PBCer Stories

Although PBCers are from different backgrounds and lifestyles they all share one thing in common – Primary Biliary Cholangitis (PBC).

 


Jennifer W.
PA, Diagnosed 2016, stage 2-3

Who would have thought PBC. What is that? Oh a rare liver disease. But you don’t drink.  I’ve never known anyone with liver disease.  There is no way you have that!!  These are all the thoughts that went thru my mind and my families also.  I am now 43 years old and diagnosed a little over a year ago. It was the scariest diagnosis I have ever gotten. How could a mother with 2 boys and so much life to live get a diagnosis like this.

When I told people of my diagnosis, I think some thought I was making this up. Well, I certainly wish I was. I guess, lucky for me, when I went for my yearly checkup with my PCP she did some normal blood tests. I thank GOD everyday that she tested my liver enzymes, for they came back elevated. So of course she sent me off to a specialist, the GI doctor. At first my GI doctor thought I probably just have fatty liver, and recommended I try and lose some weight and he would see me back in 3 months. Although having hypothyroidism, I tried my best and was only able to lose 3 pounds over the three months, Ugh!! When I returned, the Doctor I previously saw wasn’t there, so I saw the nurse practitioner. She was much more aggressive and wanted to run many more tests and ordered me to have a liver biopsy done. I told her I would wait on the liver biopsy and see what my test results came up before I would proceed. I promised myself if my blood work came back with a positive AMA I would get the liver biopsy done. Well it happened, my AMA came back positive and within a few weeks I got my biopsy done. I waited for three weeks and heard nothing. Finally, after obtaining my results, I called the Doctors office telling them I know I have PBC, and need someone to call me immediately. When the doctor called me, I knew he was reading from a pamphlet, it was the same information I had educated myself on over and over again almost word for word. After meeting with the doctor I found out that I am only 1 of 2 patients that he has with PBC.

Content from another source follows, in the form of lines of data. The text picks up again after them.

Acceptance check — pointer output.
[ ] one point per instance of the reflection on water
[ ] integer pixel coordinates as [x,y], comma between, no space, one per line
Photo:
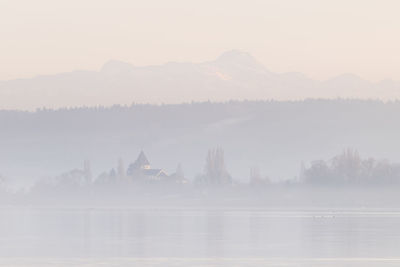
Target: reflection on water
[202,237]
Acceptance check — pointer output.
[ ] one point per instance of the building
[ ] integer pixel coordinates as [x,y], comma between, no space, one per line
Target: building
[141,169]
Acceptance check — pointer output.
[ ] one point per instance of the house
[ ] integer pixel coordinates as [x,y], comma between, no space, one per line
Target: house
[141,169]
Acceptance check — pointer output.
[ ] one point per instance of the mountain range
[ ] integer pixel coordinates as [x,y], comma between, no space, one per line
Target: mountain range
[234,75]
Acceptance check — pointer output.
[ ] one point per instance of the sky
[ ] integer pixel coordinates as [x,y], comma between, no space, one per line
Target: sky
[319,38]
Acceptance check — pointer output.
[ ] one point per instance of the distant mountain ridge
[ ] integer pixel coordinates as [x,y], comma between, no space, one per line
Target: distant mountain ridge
[234,75]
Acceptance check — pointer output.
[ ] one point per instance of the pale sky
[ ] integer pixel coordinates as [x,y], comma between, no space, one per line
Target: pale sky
[319,38]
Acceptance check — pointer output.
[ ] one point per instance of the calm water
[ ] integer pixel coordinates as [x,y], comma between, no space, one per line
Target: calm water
[189,237]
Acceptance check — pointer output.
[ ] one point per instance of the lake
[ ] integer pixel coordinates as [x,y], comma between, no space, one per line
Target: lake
[198,237]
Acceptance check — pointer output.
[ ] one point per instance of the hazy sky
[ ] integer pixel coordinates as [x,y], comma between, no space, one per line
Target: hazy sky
[319,38]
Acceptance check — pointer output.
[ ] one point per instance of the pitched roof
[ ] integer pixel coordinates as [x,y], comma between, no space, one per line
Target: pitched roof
[152,172]
[141,160]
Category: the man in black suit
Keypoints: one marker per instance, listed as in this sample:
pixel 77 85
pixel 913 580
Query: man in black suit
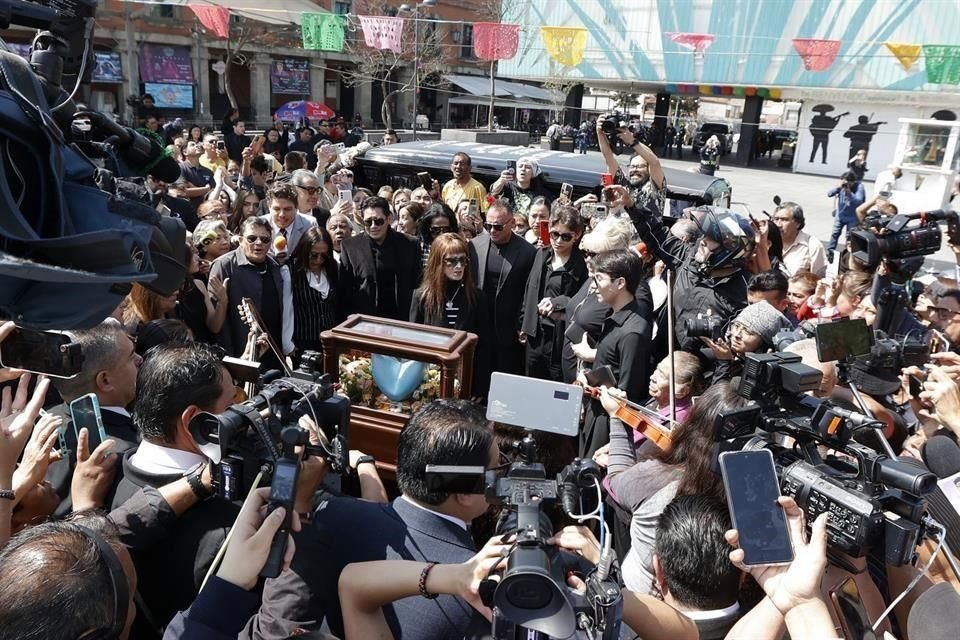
pixel 109 371
pixel 502 261
pixel 421 525
pixel 380 268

I started Ursodiol within the month. It took me almost 9 months until my liver enzymes where again in normal range. Who knows how long this has been going on in my body. I fortunately have no symptoms, besides being tired which also goes along with hypothyroidism, so who know which one is the cause.

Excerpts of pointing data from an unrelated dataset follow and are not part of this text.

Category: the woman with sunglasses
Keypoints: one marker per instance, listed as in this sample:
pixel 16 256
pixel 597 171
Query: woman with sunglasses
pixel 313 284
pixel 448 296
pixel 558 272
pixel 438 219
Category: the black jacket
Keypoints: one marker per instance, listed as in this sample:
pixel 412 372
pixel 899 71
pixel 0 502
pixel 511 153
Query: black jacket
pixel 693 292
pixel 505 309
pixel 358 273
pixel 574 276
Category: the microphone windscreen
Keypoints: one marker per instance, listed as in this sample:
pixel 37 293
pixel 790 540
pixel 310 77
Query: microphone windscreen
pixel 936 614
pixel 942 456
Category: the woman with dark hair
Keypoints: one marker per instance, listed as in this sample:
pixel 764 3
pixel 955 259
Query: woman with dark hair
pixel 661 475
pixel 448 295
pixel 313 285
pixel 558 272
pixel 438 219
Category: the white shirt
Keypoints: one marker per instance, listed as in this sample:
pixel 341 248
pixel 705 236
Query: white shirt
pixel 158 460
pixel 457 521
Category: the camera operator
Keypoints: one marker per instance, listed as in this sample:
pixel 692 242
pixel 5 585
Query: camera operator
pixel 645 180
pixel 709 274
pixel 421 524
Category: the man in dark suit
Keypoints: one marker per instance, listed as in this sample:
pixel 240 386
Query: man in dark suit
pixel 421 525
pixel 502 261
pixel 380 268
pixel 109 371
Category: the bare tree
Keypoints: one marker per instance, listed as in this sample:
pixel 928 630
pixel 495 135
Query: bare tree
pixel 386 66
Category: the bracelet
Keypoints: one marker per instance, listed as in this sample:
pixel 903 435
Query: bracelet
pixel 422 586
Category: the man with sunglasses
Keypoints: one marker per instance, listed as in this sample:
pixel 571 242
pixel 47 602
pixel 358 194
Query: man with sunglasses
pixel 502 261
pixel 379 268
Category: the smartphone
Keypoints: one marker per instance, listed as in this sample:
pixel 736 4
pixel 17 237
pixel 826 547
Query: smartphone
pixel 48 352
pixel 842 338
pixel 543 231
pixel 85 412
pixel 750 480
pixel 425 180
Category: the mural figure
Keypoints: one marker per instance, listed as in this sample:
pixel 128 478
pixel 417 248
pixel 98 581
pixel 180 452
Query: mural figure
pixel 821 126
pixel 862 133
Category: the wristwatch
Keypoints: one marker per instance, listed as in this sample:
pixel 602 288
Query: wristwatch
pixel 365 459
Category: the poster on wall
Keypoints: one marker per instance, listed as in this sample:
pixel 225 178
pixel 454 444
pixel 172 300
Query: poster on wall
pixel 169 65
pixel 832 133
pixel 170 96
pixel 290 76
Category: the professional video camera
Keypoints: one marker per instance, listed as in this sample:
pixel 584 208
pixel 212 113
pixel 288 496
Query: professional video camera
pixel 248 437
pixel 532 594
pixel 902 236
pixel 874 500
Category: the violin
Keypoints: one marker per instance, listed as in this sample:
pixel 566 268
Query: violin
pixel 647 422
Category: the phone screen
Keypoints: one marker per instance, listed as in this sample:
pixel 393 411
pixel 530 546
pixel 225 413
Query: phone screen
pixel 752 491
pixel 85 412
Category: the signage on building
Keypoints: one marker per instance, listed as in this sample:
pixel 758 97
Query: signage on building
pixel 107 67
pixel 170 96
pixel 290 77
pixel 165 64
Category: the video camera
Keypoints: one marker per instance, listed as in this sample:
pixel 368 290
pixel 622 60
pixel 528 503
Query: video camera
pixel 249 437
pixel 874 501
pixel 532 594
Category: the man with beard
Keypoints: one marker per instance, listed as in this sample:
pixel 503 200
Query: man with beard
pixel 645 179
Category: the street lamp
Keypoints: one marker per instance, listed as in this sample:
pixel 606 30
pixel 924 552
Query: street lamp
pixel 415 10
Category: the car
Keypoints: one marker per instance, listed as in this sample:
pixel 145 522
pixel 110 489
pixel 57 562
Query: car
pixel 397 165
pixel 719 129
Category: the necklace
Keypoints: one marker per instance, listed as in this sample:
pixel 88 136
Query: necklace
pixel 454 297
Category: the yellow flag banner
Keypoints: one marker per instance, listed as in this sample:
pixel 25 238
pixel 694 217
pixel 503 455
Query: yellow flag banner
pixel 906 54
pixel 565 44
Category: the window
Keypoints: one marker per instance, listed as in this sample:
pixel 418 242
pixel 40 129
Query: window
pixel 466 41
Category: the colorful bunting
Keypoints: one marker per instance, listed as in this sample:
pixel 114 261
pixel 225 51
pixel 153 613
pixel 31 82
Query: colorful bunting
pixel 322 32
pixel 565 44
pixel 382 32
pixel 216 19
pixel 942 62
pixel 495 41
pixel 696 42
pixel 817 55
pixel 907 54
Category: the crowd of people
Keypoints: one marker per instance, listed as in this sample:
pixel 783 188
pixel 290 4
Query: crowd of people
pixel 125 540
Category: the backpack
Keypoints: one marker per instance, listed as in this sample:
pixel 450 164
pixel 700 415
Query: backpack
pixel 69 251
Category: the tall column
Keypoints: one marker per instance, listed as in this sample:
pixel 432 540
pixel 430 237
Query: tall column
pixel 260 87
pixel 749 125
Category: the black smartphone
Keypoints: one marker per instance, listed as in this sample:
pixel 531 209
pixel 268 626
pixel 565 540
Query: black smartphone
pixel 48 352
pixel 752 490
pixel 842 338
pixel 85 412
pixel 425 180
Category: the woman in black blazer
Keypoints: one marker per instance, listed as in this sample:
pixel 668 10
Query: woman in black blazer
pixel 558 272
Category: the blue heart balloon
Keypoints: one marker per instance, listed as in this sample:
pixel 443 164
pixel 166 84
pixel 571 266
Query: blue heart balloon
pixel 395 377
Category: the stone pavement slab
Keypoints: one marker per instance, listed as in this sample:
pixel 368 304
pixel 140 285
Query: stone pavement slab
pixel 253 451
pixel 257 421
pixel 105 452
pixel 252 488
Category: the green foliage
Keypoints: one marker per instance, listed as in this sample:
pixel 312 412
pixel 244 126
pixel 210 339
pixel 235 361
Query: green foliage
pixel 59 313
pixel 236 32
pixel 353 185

I find that most people don’t understand that living with this disease is scary, because everyone is different and there progression is too. People tend to think because I don’t look sick, that I’m not sick. I have found that the best medicine is to listen to my body and rest when I can. I try and eat well with lots of greens. I have lost over 30 pounds since I was diagnosed. I am very thankful for my doctors everyday that they found this when they did, if not I could have been a much farther progression. I remind my family often to please take care of your liver, because I may need it someday.  

 

Joyce O.
Iowa, Diagnosed 2003, stage early

I am a 92, soon to be a 93 widow of a WWII veteran. I live independently, drive accident free and I am an independent lady with a passion for my unique fiber art works. Several pieces are hanging in prominent locations.

I was diagnosed with PBC by Dr. Lindor at Mayo Clinic in Rochester, MN in 2003. I had a previous operation for stones in my gallbladder, one outside, very diseased gallbladder which was removed. My problems did not get better after my gallbladder removal.

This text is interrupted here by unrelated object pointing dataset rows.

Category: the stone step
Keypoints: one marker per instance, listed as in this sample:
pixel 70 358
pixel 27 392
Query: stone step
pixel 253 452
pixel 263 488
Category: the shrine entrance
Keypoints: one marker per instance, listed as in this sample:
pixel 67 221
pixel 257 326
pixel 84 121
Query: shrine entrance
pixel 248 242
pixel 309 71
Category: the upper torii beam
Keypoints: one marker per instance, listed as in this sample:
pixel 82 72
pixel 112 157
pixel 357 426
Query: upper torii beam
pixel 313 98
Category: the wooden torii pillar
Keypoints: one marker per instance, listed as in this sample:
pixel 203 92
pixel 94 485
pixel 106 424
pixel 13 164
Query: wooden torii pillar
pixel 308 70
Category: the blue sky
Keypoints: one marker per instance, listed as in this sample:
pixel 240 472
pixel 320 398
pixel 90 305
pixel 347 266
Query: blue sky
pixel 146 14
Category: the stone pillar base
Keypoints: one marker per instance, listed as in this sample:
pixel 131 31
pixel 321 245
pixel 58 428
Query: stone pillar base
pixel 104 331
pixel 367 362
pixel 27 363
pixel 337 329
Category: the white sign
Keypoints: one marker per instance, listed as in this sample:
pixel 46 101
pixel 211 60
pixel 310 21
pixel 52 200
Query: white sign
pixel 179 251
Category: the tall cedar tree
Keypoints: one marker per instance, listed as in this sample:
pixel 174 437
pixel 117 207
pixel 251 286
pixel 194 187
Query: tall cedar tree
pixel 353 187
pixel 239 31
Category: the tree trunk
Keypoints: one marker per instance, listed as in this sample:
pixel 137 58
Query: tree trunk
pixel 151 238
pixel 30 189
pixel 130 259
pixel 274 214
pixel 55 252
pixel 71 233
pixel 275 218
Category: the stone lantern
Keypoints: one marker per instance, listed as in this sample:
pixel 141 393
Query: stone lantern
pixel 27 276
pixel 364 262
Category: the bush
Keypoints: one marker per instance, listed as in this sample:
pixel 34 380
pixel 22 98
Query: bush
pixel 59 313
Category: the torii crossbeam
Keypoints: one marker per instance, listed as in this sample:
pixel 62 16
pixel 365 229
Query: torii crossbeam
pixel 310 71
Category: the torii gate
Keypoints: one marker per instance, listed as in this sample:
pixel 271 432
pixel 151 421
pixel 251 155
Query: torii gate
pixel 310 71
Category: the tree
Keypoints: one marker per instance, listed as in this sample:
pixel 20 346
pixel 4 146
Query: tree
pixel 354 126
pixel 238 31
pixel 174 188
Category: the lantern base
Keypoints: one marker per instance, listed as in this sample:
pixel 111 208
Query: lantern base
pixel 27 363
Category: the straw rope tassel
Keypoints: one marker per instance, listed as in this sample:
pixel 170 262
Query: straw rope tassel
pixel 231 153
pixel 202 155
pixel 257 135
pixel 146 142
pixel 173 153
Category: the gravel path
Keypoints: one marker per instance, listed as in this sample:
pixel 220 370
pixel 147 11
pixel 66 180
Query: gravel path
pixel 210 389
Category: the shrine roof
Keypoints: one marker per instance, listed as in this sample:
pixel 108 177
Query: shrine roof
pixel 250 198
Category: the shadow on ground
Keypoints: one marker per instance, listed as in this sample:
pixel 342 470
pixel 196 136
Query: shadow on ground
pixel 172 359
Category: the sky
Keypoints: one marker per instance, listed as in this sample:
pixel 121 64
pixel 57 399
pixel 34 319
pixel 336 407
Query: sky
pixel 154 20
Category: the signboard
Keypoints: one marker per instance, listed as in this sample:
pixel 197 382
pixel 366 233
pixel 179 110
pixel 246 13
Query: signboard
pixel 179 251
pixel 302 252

Luckily, I had a very alert primary care doctor who was convinced I had PBC. He referred me to the University of Iowa at Iowa City. Because I was in the 5{8a67dea16ade4df0bdc75a32af750148bf01dab229db39fe87e8dd3665ac86f1} Non-PBC markers, the doctor at University of Iowa could not confirmed a PBC diagnosis. A liver biopsy was then performed, which did show it was consistent with PBC. The biopsy results were sent to Dr. Lindor at the Mayo Clinic, and he confirmed PBC diagnosis.

I have been on Urso, brand name and now generic since 2003. I have done very well on it, and live a full life. I have exhibits of my art work, however I do not have the stamina for traveling as I used to do.  An interview of my art work is on you tube “artist Joyce O’Brien” will bring it up.  I wish everyone the same results I have had with the Urso medication.  

 

Rose C.
California, Diagnosed 2000,  stage 2/3

I went to my doctor’s office for a check-up and was told I needed to get blood tests done. My doctor kept making me go back and get re-tested saying they had some readings they weren’t sure about.  Finally, they told me that I had extremely high liver enzymes.  This was a shocker because I never drank.  How could I have a liver disease?  I was asked many questions about my lifestyle.  Did I have tattoos? Did I have unprotected sex with multiple partners? Did I use drugs? I was mortified by these questions.  I couldn’t believe it!!

My life has forever changed from that day forward. I was given Actigall…at first it made me nauseous and dizzy.  My doctor said to take only one pill for the first 2 weeks, then increase the dosage to 2 a day for 2 weeks and then take the 3rd pill for the next 2 weeks. 

It worked, but I found myself itching my arms so much that I had bruises on my arms.  I worked next door to a grocery store selling tobacco.  I would go and buy some ice and kept putting the bag on my arms to relieve the itching. It felt like little bugs crawling under my skin. At that time my arms were the only part of my body that itched.

Then the fatigue started. One time I locked the store doors, went into the back area and took a nap.  That was the beginning of my taking naps.  I am now on Ursodiol 500 mg x 3 tablets per day, all taken at dinner time. 

I now have many autoimmune diseases due to PBC.  Blepharitis, inflammation of eyelids; deteriorating bone loss: bi-lateral knee replacement, 2 degenerative discs in my back. Retirement hasn’t been fun. But at least I am above ground right now.

I can only do one thing for the day…like take out the trash or go grocery shopping or go to the doctors. I need to write a “to do list” and keep track of what needs to be done that day.  Sometimes I forget to look at my “to do list” and then I am lost.  I even can get lost driving to familiar places. But I just keep on keeping on cause this is better than the alternative.    

 

Nicole S.
Jacksonville, FL, Diagnosed 2013, Stage 2

Hello My name is Nicole and I was DX with Pulmonary Hypertension in 2012, Cirrhosis from Fatty liver 2013.  Now it is 2017 I am stage 2 Cirrhosis and stage 3 Pulmonary Hypertension. I am also a diabetic and have Congestive Heart Failure.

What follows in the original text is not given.